Répressions : Wadson Désir vole au secours de la PNH

Comment peut-on indexer la PNH dans le cas des personnes tuées lors des manifestations sur la voie publique ?


Mercredi 6 novembre 2019 ((rezonodwes.com))– D’aucuns se demandent qu’est-ce qui se cache derrière cette accusation infondée visant à mettre à mal l’image de marque de l’institution policière dans l’exercice de sa mission qui, on se le rappelle, est de protéger et servir tous les citoyens indistinctement. 

À aucun moment de la durée, selon les images qui nous sont parvenues et les informations dont nous disposons, les agents de l’ordre n’ont fait usage disproportionné de la force pour contraindre les manifestants à rebrousser chemin dans le cadre des hostilités déclenchées contre le pouvoir en place en réclamant sans délai la démission du Président  de la République, Jovenel Moïse. 

Lors des mouvements de foule sur la chaussée, c’est le comportement des protestataires qui dicte la ou les  réactions de la PNH. La Police Nationale Haïtienne ne fait que remplir son devoir envers la République toute entière en menant,  toujours avec professionnalisme , des actions dissuasives , afin de garantir l’ordre public relevant de sa compétence comme étant une force légalement constituée.

Il faut donc en finir avec ces attaques dangereuses contre la force de police haïtienne dépourvue de moyens adéquats pouvant lui permettre de répondre efficacement à ses responsabilités d’éviter des scènes de pillage, d’incendies et des casses   au moment des troubles occasionnés par les manifestations de rue ,  notamment.

Il est de notre responsabilité d’accompagner , de collaborer avec les agents de l’ordre déployés sur le terrain pour prévenir d’éventuels incidents. Au cas où il y aurait quelque chose d’anormal lors des interventions policières, l’Inspection Générale devrait et pourrait être saisie dans les formes prévues par la loi.

Dans des cas de violations flagrantes , les règlements de discipline générale de la Police Nationale pourraient être  appliqués contre tout agent fautif. Les dénonciations sans fondement sont donc de nature à perturber le bon fonctionnement de l’institution policière , cherchant ; par tous les moyens légaux,  à renforcer ses acquis, au jour le jour. 
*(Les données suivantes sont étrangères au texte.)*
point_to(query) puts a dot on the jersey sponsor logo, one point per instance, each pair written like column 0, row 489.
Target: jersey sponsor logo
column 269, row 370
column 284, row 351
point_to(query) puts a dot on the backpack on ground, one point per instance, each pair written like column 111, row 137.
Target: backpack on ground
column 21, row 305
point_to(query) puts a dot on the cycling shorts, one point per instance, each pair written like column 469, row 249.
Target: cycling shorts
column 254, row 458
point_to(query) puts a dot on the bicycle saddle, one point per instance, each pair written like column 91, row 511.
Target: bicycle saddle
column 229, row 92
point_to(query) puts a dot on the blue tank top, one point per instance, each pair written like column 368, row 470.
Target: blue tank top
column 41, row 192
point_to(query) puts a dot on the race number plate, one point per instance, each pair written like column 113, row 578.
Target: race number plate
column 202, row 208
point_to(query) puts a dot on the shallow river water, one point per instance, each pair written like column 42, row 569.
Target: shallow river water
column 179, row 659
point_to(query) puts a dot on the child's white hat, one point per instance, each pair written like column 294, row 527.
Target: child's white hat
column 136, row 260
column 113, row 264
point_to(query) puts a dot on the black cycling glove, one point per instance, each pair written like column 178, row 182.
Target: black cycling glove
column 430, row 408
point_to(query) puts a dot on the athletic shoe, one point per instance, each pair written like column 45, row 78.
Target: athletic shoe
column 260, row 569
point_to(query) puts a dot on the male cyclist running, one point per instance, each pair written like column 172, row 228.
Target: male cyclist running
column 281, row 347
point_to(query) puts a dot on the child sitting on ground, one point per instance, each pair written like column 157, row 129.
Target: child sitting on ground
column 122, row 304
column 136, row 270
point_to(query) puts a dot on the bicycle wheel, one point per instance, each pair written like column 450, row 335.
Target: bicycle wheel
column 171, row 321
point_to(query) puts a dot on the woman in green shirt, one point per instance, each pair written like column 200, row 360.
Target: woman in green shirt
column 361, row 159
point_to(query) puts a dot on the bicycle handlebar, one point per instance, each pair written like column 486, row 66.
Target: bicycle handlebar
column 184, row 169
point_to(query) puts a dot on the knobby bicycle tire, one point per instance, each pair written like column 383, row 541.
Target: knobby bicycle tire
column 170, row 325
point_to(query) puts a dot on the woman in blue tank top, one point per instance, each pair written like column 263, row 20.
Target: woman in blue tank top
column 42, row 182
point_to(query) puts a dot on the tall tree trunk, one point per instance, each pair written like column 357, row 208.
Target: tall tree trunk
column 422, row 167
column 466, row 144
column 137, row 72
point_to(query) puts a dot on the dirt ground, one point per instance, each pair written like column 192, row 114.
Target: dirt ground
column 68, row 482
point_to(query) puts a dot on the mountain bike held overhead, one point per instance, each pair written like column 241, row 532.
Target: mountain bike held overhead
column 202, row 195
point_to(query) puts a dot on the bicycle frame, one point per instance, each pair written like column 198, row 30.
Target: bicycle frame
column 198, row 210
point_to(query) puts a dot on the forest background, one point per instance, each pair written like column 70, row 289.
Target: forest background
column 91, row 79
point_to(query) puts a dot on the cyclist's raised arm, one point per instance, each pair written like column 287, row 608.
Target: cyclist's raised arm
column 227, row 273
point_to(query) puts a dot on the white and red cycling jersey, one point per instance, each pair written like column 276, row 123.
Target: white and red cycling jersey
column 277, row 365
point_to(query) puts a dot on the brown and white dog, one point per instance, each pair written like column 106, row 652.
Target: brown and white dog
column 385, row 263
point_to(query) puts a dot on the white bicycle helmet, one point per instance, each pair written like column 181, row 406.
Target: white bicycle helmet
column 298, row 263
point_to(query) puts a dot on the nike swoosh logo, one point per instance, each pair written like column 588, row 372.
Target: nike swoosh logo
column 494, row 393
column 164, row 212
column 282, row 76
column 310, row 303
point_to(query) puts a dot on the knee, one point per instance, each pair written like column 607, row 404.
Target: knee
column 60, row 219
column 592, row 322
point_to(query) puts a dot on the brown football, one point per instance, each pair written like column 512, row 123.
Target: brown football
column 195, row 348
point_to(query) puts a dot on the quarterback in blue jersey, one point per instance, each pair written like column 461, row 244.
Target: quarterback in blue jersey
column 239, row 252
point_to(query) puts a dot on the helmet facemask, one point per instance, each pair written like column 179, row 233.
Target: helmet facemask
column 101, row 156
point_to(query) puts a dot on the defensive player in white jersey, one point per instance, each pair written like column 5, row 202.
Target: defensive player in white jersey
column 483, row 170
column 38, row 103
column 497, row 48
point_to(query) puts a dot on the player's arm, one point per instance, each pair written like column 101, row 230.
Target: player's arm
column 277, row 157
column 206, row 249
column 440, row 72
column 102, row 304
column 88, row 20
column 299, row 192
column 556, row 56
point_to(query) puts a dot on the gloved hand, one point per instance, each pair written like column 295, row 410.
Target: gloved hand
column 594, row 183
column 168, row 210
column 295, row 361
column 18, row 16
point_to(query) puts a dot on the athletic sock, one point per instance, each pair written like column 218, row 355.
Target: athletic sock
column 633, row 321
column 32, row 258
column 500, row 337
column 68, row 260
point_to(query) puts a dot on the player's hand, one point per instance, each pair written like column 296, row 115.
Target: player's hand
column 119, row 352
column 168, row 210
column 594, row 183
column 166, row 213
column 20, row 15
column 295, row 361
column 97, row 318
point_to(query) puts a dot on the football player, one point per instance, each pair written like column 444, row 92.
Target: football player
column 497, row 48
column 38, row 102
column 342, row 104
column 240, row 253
Quand quelqu’un ou une institution quelconque s’amuse à critiquer la PNH comme bon lui semble , cela affecte au plus haut point le personnel civil et policier. Cela , à juste titre , constitue une forme d’attaque au moral des policiers qui , depuis bien des jours , assurent , sans répit, la sécurité dans tous les coins et recoins du pays. Les agents de la PNH sont aujourd’hui visiblement surmenés et peuvent, sans le vouloir , commettre des bévues.

Car les bavures policières ne sont pas sans conséquences. Les dérives sont certes à éviter , mais nous devons aider nos braves policiers à exécuter leurs tâches avec maestria. Nous nous mettons d’accord que toute accusation de violation des droits humains portée contre la Police Nationale devrait faire l’objet d’enquête de façon à fixer le sort d’un ou des policiers fautif (s). 

La police ne devrait , en aucun cas , subir les effets des jeux et/ou des luttes politiques. Il est absolument nécessaire que les protagonistes de la crise permettent aux policiers de souffler un peu pour pouvoir continuer à travailler dans l’ordre et la discipline.